In my last newsletter I discussed the sharp drop in available housing inventory and how it has been leading to an increase in the average sale price of residential properties. The chart below is of Pinellas County and reiterates this fact. Year over year the total number of sales has increased 16% while the current inventory of homes has decreased almost 42%. The result has been a modest increase in prices of 3.5%. As depicted in the chart below, the pace of declining inventory and increasing sale price has accelerated in the last six months. Since the low in February 2011 the average sale price in Pinellas County has increased 22%. Is this the sign that the housing market has recovered or is there something else at play?
It is pretty obvious that the decline in inventory has led directly to this increase, but what about the “Shadow Inventory” we hear so much about? If the lack of supply is driving prices up, could we expect an increase in inventory to level or perhaps decrease the average sale price?

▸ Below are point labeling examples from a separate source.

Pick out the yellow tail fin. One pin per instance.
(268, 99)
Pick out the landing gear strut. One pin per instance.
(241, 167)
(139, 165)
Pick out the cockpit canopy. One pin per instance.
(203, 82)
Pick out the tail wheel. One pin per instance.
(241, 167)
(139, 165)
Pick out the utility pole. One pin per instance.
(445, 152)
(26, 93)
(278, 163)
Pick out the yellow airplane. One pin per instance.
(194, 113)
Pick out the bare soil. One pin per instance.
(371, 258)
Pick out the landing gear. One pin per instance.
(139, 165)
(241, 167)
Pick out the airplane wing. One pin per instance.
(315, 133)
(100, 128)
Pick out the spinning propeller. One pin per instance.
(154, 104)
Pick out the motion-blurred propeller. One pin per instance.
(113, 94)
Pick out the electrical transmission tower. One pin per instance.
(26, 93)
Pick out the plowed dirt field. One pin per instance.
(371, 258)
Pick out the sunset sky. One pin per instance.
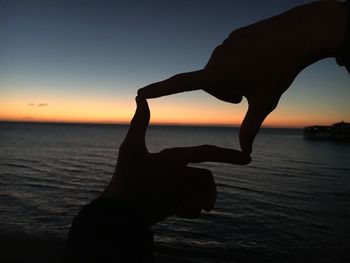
(83, 61)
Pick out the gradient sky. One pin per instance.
(84, 61)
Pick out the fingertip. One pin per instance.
(246, 157)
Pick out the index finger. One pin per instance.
(255, 116)
(179, 83)
(139, 122)
(203, 153)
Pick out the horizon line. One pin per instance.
(151, 124)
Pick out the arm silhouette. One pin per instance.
(261, 61)
(162, 183)
(145, 189)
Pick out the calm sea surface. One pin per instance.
(291, 203)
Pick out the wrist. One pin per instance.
(326, 26)
(343, 57)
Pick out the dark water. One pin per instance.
(291, 203)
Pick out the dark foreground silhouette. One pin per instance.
(259, 62)
(145, 189)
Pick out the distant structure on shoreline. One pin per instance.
(338, 132)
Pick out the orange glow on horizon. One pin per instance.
(166, 112)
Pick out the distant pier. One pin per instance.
(338, 132)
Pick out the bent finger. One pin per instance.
(179, 83)
(255, 116)
(203, 153)
(139, 122)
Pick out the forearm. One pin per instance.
(325, 26)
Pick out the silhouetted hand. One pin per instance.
(261, 61)
(162, 184)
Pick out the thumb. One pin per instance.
(257, 112)
(139, 122)
(179, 83)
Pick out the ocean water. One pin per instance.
(291, 203)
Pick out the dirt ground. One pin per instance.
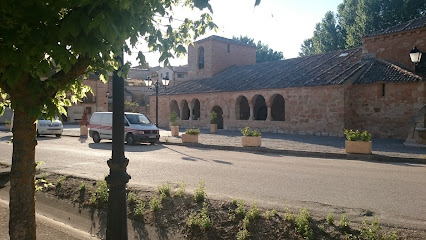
(178, 212)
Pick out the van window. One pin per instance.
(137, 119)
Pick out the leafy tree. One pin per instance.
(263, 52)
(45, 48)
(357, 18)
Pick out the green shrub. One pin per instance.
(351, 135)
(164, 188)
(140, 208)
(330, 219)
(366, 136)
(249, 133)
(302, 222)
(200, 192)
(192, 131)
(155, 203)
(200, 220)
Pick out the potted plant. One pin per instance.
(190, 135)
(250, 138)
(84, 124)
(357, 142)
(7, 122)
(174, 127)
(213, 122)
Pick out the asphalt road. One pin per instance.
(394, 192)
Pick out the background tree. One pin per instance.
(357, 18)
(263, 52)
(45, 48)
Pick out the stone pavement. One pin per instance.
(392, 150)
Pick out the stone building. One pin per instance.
(372, 88)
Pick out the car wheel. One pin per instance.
(96, 137)
(130, 139)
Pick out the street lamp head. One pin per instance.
(148, 81)
(165, 81)
(415, 55)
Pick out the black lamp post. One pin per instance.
(415, 56)
(149, 83)
(118, 177)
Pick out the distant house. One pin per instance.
(176, 75)
(372, 88)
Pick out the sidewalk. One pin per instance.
(388, 150)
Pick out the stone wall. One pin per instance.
(308, 110)
(387, 116)
(396, 47)
(217, 58)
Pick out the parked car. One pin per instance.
(137, 128)
(49, 127)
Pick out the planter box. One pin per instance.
(213, 128)
(358, 147)
(174, 130)
(251, 141)
(189, 138)
(84, 130)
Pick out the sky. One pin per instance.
(281, 24)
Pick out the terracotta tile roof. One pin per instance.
(382, 71)
(318, 70)
(405, 26)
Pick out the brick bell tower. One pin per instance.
(212, 55)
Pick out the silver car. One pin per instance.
(48, 127)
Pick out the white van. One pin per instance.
(137, 128)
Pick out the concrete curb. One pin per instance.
(362, 157)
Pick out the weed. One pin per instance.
(181, 189)
(241, 209)
(302, 224)
(288, 216)
(344, 223)
(82, 187)
(100, 195)
(201, 220)
(60, 180)
(254, 212)
(270, 214)
(155, 203)
(243, 234)
(164, 188)
(131, 198)
(140, 208)
(330, 219)
(200, 192)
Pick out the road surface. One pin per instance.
(395, 192)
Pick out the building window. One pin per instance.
(200, 58)
(383, 90)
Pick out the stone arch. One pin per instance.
(219, 112)
(242, 108)
(200, 57)
(185, 110)
(196, 109)
(277, 108)
(260, 110)
(174, 107)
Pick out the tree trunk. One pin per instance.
(22, 205)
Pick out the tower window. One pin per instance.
(200, 58)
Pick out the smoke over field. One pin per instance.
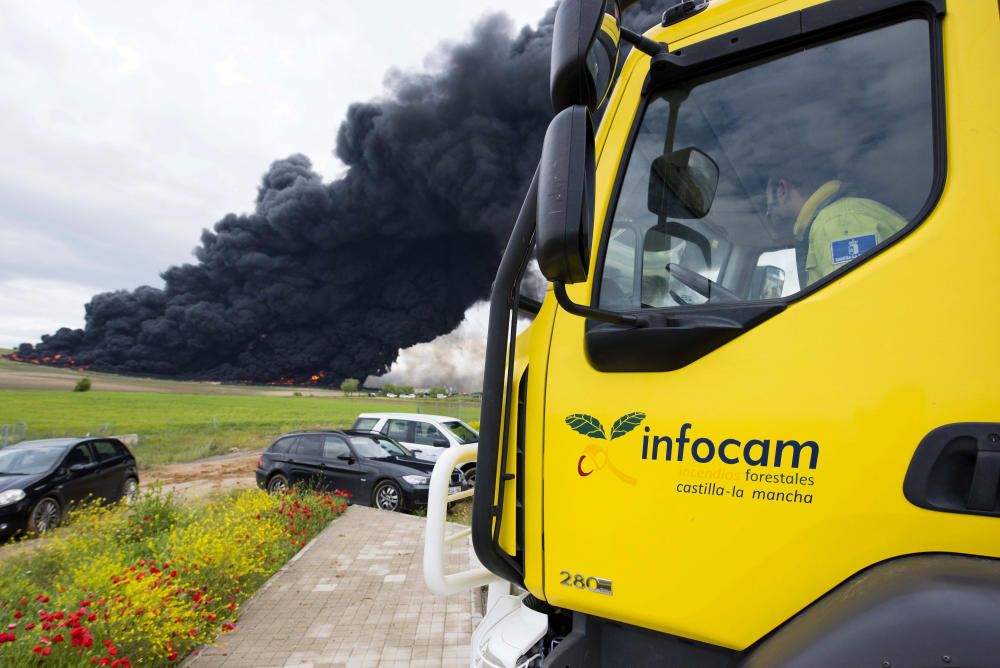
(328, 280)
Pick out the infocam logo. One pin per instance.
(596, 456)
(752, 452)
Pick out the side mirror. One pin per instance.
(688, 177)
(584, 52)
(566, 197)
(768, 282)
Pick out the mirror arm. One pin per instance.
(594, 313)
(644, 44)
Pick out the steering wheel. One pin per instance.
(705, 287)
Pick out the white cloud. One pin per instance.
(129, 127)
(27, 308)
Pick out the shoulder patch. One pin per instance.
(845, 250)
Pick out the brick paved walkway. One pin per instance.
(354, 598)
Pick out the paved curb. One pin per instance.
(353, 597)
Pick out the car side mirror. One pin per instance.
(565, 204)
(768, 282)
(689, 178)
(585, 39)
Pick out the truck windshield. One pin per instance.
(822, 154)
(462, 431)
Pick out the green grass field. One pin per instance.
(175, 427)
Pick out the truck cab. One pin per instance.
(756, 418)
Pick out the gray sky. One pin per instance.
(127, 128)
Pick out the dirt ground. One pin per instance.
(192, 480)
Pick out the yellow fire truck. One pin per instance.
(756, 419)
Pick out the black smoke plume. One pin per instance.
(330, 280)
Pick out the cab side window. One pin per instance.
(399, 430)
(105, 450)
(80, 454)
(365, 424)
(310, 445)
(764, 180)
(283, 445)
(427, 434)
(335, 447)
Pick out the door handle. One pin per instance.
(985, 474)
(956, 468)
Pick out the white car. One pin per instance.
(425, 435)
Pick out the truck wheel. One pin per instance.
(387, 496)
(277, 483)
(44, 516)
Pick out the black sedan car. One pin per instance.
(39, 480)
(376, 470)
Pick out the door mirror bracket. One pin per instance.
(594, 313)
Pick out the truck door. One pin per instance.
(715, 471)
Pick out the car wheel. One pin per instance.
(277, 483)
(470, 474)
(44, 516)
(130, 491)
(387, 496)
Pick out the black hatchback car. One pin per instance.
(376, 470)
(39, 480)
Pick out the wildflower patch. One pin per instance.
(146, 584)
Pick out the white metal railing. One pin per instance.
(436, 537)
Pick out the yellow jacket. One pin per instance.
(841, 229)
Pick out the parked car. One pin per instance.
(425, 435)
(39, 480)
(374, 469)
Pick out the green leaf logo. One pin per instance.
(587, 425)
(626, 423)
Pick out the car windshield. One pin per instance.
(464, 432)
(24, 461)
(373, 447)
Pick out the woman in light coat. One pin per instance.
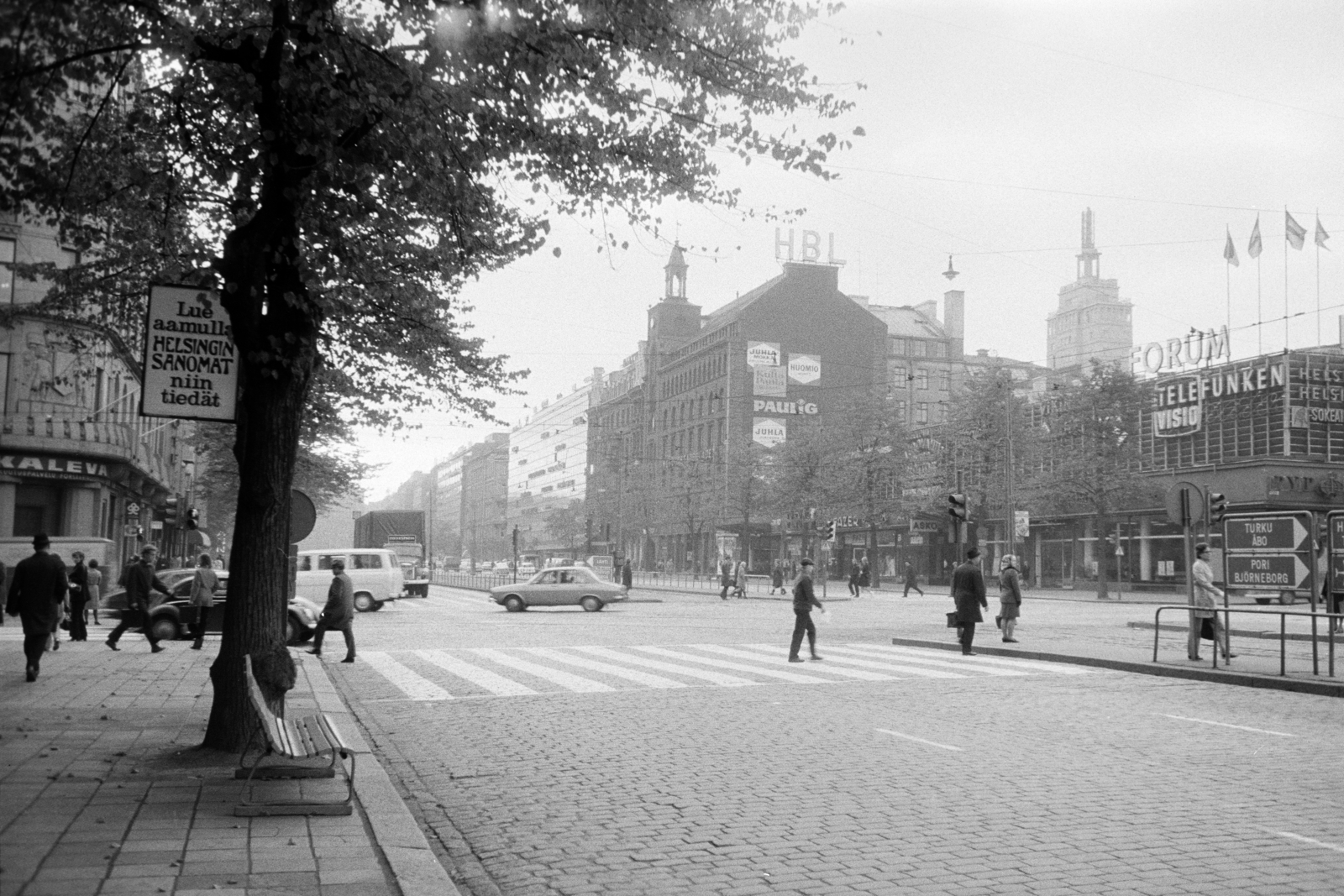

Reports over the last couple of months have suggested that there has been a slight decrease in the shadow inventory but that the “Robo Signing” scandal that arose around October 2010 has significantly reduced the number of homes that have been listed.
The chart above shows a sharp decrease around October 2010 in the number of homes that have received foreclosure notices but have still not been resolved. While the lack of filings since October is striking, it would appear that most of the homes that received notices at the beginning of 2010 are still in the foreclosure process. A recent report by RealtyTrac Inc. noted that the number of homes that received an initial default notice jumped 33 percent in August from July. This the largest monthly gain in four years and the increase represents a nine month high. If this jump in filings indicates that lenders are going to more aggressively work through the backlog, we can expect a surge in available inventory in the coming months.